ではget_rcl_node_options()
の実装を見てみましょう。
const rcl_node_options_t *
NodeOptions::get_rcl_node_options() const
{
// If it is nullptr, create it on demand.
if (!node_options_) {
node_options_.reset(new rcl_node_options_t);
*node_options_ = rcl_node_get_default_options();
node_options_->allocator = this->allocator_;
node_options_->use_global_arguments = this->use_global_arguments_;
node_options_->enable_rosout = this->enable_rosout_;
node_options_->rosout_qos = this->rosout_qos_.get_rmw_qos_profile();
int c_argc = 0;
std::unique_ptr<const char *[]> c_argv;
if (!this->arguments_.empty()) {
if (this->arguments_.size() > static_cast<size_t>(std::numeric_limits<int>::max())) {
throw_from_rcl_error(RCL_RET_INVALID_ARGUMENT, "Too many args");
}
c_argc = static_cast<int>(this->arguments_.size());
c_argv.reset(new const char *[c_argc]);
for (std::size_t i = 0; i < this->arguments_.size(); ++i) {
c_argv[i] = this->arguments_[i].c_str();
}
}
rcl_ret_t ret = rcl_parse_arguments(
c_argc, c_argv.get(), this->allocator_, &(node_options_->arguments));
if (RCL_RET_OK != ret) {
throw_from_rcl_error(ret, "failed to parse arguments");
}
std::vector<std::string> unparsed_ros_arguments = detail::get_unparsed_ros_arguments(
c_argc, c_argv.get(), &(node_options_->arguments), this->allocator_);
if (!unparsed_ros_arguments.empty()) {
throw exceptions::UnknownROSArgsError(std::move(unparsed_ros_arguments));
}
}
return node_options_.get();
}
注目したいのは、NodeOptions::get_rcl_node_options()
がrcl_parse_arguments()
関数を呼ぶ点です。ここで、executable起動時に指定できるコマンドラインROS引数からグローバルROS引数を生成する処理がされています。rcl_parse_arguments
関数はrcl/src/rcl/arguments.c
で定義されていますが、解説は省略します。
get_rcl_node_options()
の戻り値の型はrcl_node_options_t
構造体へのポインタです。次に、rcl_node_options_t
の定義を見てみましょう。
typedef struct rcl_node_options_s
{
/// Custom allocator used for internal allocations.

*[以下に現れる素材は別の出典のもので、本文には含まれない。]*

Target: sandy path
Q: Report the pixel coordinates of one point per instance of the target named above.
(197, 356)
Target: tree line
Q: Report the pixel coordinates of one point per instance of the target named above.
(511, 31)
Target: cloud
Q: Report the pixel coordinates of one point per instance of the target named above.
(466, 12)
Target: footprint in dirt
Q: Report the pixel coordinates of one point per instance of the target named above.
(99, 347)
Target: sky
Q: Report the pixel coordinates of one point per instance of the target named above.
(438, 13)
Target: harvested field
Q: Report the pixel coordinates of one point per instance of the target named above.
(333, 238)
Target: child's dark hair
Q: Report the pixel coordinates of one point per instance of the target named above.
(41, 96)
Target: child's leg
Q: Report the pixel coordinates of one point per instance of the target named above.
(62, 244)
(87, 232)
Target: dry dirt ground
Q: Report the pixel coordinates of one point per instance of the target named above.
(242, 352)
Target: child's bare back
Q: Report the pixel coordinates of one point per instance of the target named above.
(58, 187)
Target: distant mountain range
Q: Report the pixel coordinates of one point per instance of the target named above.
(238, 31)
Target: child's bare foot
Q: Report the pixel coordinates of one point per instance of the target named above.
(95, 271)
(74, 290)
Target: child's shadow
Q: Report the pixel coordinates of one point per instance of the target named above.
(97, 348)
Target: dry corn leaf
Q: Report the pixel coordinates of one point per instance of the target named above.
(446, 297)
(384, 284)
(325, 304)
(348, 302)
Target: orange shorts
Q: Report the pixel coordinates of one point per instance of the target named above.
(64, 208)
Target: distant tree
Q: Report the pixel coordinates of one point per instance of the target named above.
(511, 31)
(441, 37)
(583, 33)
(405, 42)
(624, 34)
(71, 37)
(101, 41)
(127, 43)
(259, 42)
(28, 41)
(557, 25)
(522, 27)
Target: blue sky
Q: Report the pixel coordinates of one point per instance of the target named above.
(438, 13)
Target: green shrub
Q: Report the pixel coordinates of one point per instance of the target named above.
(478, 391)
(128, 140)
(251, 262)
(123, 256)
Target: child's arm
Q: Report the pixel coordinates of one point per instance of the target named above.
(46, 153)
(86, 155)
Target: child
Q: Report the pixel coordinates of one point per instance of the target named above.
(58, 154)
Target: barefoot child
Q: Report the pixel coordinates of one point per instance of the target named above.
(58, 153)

rcl_allocator_t allocator;
/// If false then only use arguments in this struct, otherwise use global arguments also.
bool use_global_arguments;
/// Command line arguments that apply only to this node.
rcl_arguments_t arguments;
/// Flag to enable rosout for this node
bool enable_rosout;
/// Middleware quality of service settings for /rosout.
rmw_qos_profile_t rosout_qos;
} rcl_node_options_t;
注目したいのはrcl_arguments_t
型であるarguments
です。
rcl_arguments_t
の定義を見てみましょう。
rcl_arguments_t
構造体はrcl_arguments_impl_s
構造体のラッパーあることがわかります。
typedef struct rcl_arguments_impl_s rcl_arguments_impl_t;
/// Hold output of parsing command line arguments.
typedef struct rcl_arguments_s
{
/// Private implementation pointer.
rcl_arguments_impl_t * impl;
} rcl_arguments_t;
rcl_arguments_impl_s
構造体には、下記が入っています。この構造体はROS引数を表す情報であることがわかります。
-
rcl_remap_t
型へのポインタremap_rules
-
rcl_params_t
型へのポインタparameter_overrides
- ROS引数の1つ
--params-file <yaml_file_path>
で指定されたyamlファイルをparseした結果(ノードパラメータの初期値)が書き込まれている
- ROS引数の1つ
typedef struct rcl_arguments_impl_s
{
/// Array of indices to unknown ROS specific arguments.
int * unparsed_ros_args;
/// Length of unparsed_ros_args.
int num_unparsed_ros_args;
/// Array of indices to non-ROS arguments.
int * unparsed_args;
/// Length of unparsed_args.
int num_unparsed_args;
/// Parameter override rules parsed from arguments.
rcl_params_t * parameter_overrides;
/// Array of yaml parameter file paths
char ** parameter_files;
/// Length of parameter_files.
int num_param_files_args;
/// Array of rules for name remapping.
rcl_remap_t * remap_rules;
/// Length of remap_rules.
int num_remap_rules;
/// Log levels parsed from arguments.
rcl_log_levels_t log_levels;
/// A file used to configure the external logging library
char * external_log_config_file;
/// A boolean value indicating if the standard out handler should be used for log output
bool log_stdout_disabled;
/// A boolean value indicating if the rosout topic handler should be used for log output
bool log_rosout_disabled;
/// A boolean value indicating if the external lib handler should be used for log output
bool log_ext_lib_disabled;
/// Enclave to be used.
char * enclave;
/// Allocator used to allocate objects in this struct
rcl_allocator_t allocator;
} rcl_arguments_impl_t;
ROSノードの深堀はとりあえずここまで見れば十分です。